II

Sabine s’avançait sous les hêtres rouges, d’un pas de rêve, et quand elle sortit de l’ombre des ramures, elle parut toute proche des beaux nuages qui s’assemblaient dans l’Occident. La lumière était fantasque et variable ; les pénombres palpitaient, et Sabine, considérant la rivière et ses nobles peupliers, goûtait la tiédeur vivante de la brise. La ferveur des races jeunes gonflait sa poitrine ; elle n’apercevait plus la vie comme une sylve pleine de pièges et il y avait de la témérité dans la manière dont elle secouait sa chevelure.

Tandis qu’elle s’abandonnait à l’étrange peuple des songes, elle perçut l’approche d’un être et se tourna. Meyral sortit de la pénombre. Il avançait avec une sorte de crainte ; ses grands yeux clairs n’osaient se fixer sur la jeune femme. Elle le regarda venir. Quand il fut près d’elle, il murmura :

– Bientôt, nous serons délivrés !

Une mélancolie passa sur leurs visages. Les liens qui les avaient unis pendant de longs mois étaient devenus si faibles qu’ils ne les sentaient qu’aux minutes d’exaltation. Dans la brise sourdement orageuse, devant le paysage de vieille France, ils communièrent dans un même regret :

– Je ne puis m’en réjouir, répondit-elle. Il me semble que je vais être seule.

Elle baissa la tête et ajouta à voix basse :

– J’aimais l’être mystérieux qui nous unissait !

– N’est-ce pas ? fit-il de sa voix mystique. Vous ne sauriez croire comme j’étais triste, tout à l’heure, en considérant les lignes frêles qui nous joignent encore ; j’ai cru sentir les pulsations d’agonie de Celui en qui nous vivions : mon sang s’est glacé.

– Je l’ai su !… J’ai partagé votre souffrance.

Elle le regarda fixement. Leurs cœurs s’étaient mis à battre.

Elle reprit, d’un accent un peu rauque et brusque :

– Je sais aussi pourquoi vous m’avez suivie.

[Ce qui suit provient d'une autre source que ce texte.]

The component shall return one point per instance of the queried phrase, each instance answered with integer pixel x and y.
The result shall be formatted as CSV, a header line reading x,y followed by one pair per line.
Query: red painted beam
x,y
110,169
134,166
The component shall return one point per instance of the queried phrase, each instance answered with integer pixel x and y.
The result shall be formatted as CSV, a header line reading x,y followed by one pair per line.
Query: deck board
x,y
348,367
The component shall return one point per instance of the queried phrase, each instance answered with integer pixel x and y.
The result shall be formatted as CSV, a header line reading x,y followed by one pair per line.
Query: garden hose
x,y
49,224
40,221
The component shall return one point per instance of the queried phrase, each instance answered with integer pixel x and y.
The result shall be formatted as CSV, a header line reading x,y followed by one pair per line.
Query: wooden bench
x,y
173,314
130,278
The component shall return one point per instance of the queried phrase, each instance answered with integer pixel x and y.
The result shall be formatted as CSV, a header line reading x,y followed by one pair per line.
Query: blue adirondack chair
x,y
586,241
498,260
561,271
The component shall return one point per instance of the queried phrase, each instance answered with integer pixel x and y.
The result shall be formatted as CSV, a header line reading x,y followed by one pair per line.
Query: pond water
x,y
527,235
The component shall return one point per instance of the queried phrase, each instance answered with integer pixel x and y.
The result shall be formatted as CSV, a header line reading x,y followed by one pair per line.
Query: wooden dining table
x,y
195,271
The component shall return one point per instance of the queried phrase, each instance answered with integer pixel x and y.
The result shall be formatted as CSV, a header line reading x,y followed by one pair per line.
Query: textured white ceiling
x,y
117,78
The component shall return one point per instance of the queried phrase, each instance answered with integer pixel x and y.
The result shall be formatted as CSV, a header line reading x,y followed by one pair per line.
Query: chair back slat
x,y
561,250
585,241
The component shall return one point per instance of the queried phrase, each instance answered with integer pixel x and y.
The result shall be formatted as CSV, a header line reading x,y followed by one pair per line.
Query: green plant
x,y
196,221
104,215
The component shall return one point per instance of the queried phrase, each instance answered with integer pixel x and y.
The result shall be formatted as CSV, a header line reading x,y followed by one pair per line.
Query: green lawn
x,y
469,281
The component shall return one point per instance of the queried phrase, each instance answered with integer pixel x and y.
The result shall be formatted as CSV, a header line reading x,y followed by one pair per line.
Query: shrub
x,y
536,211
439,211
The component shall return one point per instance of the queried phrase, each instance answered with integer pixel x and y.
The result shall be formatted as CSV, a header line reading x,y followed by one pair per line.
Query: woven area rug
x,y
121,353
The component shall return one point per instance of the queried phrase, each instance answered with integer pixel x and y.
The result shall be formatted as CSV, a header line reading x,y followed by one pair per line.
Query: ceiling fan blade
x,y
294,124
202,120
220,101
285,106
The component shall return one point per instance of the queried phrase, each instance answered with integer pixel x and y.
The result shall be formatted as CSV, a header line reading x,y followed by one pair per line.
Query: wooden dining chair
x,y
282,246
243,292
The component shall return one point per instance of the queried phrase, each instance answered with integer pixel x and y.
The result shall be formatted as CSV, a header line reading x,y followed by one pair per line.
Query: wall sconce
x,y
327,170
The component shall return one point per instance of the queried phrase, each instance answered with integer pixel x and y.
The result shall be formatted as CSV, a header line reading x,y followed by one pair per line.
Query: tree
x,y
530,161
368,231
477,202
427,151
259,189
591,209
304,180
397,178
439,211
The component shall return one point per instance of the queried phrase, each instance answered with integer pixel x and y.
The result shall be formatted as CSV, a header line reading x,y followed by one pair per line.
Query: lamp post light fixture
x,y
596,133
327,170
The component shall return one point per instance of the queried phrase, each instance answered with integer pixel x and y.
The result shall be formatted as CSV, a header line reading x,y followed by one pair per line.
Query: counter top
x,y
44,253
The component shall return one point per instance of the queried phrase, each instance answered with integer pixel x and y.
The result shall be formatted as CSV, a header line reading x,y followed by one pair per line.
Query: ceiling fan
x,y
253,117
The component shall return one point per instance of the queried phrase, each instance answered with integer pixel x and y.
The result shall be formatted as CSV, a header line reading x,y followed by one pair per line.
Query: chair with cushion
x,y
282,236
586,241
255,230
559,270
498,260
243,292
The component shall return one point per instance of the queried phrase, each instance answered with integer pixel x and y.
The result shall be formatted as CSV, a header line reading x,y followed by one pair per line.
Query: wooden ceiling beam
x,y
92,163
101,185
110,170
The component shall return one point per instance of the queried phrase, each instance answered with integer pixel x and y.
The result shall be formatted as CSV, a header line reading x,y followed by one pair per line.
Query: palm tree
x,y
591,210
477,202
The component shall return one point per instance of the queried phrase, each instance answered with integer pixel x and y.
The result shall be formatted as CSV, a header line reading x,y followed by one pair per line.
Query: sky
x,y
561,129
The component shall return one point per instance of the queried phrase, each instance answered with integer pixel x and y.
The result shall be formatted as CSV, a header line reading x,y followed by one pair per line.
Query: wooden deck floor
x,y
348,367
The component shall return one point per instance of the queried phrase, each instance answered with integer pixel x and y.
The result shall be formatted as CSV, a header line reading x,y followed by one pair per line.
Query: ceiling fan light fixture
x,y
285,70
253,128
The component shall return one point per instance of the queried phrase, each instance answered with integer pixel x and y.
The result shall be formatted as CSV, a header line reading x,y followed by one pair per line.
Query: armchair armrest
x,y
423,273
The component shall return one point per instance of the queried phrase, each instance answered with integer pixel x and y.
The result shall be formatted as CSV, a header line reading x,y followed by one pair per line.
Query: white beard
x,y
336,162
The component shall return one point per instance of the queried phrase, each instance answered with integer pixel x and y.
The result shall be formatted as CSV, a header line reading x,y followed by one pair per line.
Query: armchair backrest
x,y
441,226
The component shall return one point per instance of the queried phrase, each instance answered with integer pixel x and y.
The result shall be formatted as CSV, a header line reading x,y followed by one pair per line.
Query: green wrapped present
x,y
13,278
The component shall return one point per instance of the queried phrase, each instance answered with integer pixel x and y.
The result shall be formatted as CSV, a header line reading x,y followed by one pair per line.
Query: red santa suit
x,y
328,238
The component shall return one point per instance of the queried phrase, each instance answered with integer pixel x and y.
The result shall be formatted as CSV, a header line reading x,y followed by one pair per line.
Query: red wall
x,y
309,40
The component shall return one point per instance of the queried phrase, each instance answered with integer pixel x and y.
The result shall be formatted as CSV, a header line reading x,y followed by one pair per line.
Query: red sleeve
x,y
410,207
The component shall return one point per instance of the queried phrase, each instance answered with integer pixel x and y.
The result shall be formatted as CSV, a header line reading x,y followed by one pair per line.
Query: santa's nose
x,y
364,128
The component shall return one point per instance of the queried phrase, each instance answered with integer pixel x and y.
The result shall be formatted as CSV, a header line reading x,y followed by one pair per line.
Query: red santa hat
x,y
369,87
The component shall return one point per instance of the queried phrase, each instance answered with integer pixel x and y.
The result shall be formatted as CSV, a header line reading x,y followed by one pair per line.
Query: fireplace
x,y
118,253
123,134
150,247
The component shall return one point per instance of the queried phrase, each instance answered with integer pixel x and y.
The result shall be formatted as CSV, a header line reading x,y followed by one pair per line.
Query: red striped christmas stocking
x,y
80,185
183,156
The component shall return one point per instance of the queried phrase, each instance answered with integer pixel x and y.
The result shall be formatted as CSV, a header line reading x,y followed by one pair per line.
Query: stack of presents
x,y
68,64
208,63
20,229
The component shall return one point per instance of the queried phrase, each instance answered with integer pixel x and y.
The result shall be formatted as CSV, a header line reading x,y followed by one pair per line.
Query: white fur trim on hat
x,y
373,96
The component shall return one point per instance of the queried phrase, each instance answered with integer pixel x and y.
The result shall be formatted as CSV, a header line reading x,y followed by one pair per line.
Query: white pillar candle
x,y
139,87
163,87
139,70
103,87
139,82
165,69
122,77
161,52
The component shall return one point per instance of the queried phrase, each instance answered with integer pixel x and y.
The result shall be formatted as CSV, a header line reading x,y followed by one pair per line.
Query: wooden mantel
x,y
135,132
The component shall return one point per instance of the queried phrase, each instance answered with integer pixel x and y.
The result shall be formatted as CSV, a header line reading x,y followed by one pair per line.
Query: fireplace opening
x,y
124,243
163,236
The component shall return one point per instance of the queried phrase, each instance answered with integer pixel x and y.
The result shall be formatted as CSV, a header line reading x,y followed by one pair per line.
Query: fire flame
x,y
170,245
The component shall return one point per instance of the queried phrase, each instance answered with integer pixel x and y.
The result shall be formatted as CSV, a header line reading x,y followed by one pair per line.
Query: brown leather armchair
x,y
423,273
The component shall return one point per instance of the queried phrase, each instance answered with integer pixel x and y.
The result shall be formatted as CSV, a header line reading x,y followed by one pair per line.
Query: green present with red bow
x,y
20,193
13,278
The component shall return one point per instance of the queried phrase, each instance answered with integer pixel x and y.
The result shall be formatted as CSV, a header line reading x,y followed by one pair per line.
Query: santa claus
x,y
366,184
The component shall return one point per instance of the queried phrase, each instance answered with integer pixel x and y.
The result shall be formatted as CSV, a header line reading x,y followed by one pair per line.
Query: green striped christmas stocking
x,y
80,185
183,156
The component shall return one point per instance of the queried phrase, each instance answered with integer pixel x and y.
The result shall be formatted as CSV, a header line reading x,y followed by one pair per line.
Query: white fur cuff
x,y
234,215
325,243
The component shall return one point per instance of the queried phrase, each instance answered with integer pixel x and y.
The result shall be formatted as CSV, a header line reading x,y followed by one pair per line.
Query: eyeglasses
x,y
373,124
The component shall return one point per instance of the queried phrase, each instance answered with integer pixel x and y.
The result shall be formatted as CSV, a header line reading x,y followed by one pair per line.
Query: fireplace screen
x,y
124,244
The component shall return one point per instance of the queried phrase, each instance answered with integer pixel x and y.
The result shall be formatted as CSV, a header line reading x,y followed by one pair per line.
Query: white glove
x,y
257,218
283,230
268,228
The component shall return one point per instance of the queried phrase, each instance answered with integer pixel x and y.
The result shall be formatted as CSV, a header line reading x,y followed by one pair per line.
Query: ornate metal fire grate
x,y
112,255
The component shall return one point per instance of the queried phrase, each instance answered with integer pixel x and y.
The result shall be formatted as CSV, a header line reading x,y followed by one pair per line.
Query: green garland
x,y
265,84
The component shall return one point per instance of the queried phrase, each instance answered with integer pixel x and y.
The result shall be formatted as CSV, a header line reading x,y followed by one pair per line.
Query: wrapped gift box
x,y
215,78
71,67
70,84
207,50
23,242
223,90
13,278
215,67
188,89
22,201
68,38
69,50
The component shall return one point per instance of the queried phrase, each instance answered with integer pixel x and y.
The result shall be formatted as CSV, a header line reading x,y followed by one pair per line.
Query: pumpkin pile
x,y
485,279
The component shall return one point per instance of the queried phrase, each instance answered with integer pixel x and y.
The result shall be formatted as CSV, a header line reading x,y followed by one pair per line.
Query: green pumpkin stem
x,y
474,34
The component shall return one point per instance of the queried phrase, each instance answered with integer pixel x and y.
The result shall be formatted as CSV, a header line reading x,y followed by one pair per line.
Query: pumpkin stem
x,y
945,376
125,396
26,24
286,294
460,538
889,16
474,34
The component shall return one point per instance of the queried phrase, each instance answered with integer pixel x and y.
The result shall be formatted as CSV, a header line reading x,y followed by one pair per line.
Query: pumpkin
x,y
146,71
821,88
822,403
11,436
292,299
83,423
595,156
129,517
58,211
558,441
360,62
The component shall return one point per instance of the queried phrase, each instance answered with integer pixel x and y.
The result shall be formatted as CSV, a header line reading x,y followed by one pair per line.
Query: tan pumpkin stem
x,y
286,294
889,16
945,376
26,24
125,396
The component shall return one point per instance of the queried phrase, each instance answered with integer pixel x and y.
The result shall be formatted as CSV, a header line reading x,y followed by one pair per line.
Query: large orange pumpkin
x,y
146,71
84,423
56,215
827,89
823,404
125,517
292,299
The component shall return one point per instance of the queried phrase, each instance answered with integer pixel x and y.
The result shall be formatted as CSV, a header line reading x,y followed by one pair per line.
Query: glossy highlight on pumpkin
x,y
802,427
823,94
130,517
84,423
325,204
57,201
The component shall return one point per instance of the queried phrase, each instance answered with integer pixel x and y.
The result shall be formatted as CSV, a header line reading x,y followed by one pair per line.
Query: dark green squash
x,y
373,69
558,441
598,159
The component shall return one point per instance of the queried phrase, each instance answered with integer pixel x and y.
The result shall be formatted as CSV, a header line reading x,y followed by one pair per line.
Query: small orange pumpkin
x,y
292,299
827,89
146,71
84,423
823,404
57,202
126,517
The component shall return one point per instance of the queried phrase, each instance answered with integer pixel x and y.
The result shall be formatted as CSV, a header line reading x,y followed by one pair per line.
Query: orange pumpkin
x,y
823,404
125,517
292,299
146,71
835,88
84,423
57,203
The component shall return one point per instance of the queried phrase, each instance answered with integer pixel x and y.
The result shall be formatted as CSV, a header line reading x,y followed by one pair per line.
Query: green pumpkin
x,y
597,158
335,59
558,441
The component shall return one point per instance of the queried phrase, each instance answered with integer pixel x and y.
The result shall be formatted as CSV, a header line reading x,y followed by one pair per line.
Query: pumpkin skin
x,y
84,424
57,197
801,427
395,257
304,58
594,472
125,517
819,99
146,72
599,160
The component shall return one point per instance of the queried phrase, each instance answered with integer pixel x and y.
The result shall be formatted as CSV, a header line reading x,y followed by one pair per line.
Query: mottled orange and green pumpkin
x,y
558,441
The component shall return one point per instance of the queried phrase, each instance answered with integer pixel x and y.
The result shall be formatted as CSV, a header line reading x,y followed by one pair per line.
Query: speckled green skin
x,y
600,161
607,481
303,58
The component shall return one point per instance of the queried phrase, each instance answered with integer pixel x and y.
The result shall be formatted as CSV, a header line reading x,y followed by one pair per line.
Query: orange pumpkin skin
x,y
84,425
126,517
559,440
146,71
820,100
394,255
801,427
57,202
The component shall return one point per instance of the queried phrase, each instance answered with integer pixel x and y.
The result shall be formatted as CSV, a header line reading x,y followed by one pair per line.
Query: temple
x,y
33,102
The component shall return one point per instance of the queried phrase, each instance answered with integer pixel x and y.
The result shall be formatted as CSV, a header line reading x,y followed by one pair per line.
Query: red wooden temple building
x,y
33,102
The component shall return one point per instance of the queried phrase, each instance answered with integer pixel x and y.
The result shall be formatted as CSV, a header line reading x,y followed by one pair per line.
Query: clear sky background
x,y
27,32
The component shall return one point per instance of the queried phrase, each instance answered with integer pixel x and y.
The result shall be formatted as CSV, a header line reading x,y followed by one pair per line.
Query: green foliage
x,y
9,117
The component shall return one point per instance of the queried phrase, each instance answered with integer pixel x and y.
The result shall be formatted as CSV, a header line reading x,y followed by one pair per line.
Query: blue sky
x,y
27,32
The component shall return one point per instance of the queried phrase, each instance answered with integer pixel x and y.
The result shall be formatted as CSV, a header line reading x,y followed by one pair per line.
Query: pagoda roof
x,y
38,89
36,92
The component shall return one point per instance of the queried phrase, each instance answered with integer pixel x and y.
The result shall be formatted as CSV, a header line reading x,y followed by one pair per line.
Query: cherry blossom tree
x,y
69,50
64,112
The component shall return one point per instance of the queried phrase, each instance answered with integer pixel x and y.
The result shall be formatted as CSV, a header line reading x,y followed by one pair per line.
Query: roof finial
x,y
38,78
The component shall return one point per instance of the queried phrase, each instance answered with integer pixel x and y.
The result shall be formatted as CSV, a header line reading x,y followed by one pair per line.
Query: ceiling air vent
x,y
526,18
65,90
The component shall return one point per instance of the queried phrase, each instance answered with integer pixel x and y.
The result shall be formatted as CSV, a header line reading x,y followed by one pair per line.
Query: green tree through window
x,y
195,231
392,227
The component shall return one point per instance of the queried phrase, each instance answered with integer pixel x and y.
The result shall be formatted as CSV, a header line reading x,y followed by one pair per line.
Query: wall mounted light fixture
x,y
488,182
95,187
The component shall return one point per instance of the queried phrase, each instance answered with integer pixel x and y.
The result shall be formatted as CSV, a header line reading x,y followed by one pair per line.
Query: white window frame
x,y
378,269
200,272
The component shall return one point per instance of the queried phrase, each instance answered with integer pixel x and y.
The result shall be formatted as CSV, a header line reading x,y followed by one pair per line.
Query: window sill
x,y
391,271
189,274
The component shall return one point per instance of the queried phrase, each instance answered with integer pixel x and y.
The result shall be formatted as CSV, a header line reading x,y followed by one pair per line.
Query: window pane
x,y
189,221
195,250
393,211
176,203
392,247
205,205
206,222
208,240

– Sabine ! dit-il avec un tremblement. J’étais résigné, je puis l’être encore – mais prenez garde de ne me donner aucune vaine espérance ; le réveil serait abominable !

Elle n’hésita qu’une seconde, puis :

– Si je voulais mettre en vous ma confiance ?

– Oh ! cria-t-il avec une joie prête à se changer en détresse. Ne me faites rien entrevoir si vous ne m’aimez pas !

Elle lui sourit, avec la malice tendre de la femme ; un immense frisson la secoua ; toute la beauté du monde passa dans un ouragan d’amour ; incliné devant elle, craintif et farouche, il dit d’une voix brisée :

– Est-ce vrai ? Ne vous trompez-vous point… N’est-ce pas de la compassion ?… je ne veux pas de compassion, Sabine.

Elle lui prit la main, elle se pencha vers le visage suppliant :

– Je crois que je serai heureuse !

– Ah ! soupira-t-il.

Il n’y avait plus de passé, ou plutôt la minute présente contenait toute la vie, tout le temps, tout l’espace. Il demeura une minute agenouillé sur la terre sacrée où se tenait Sabine ; la religion des races remplit sa poitrine et, lorsque la grande chevelure blonde toucha ses lèvres, il connut que sa destinée était accomplie.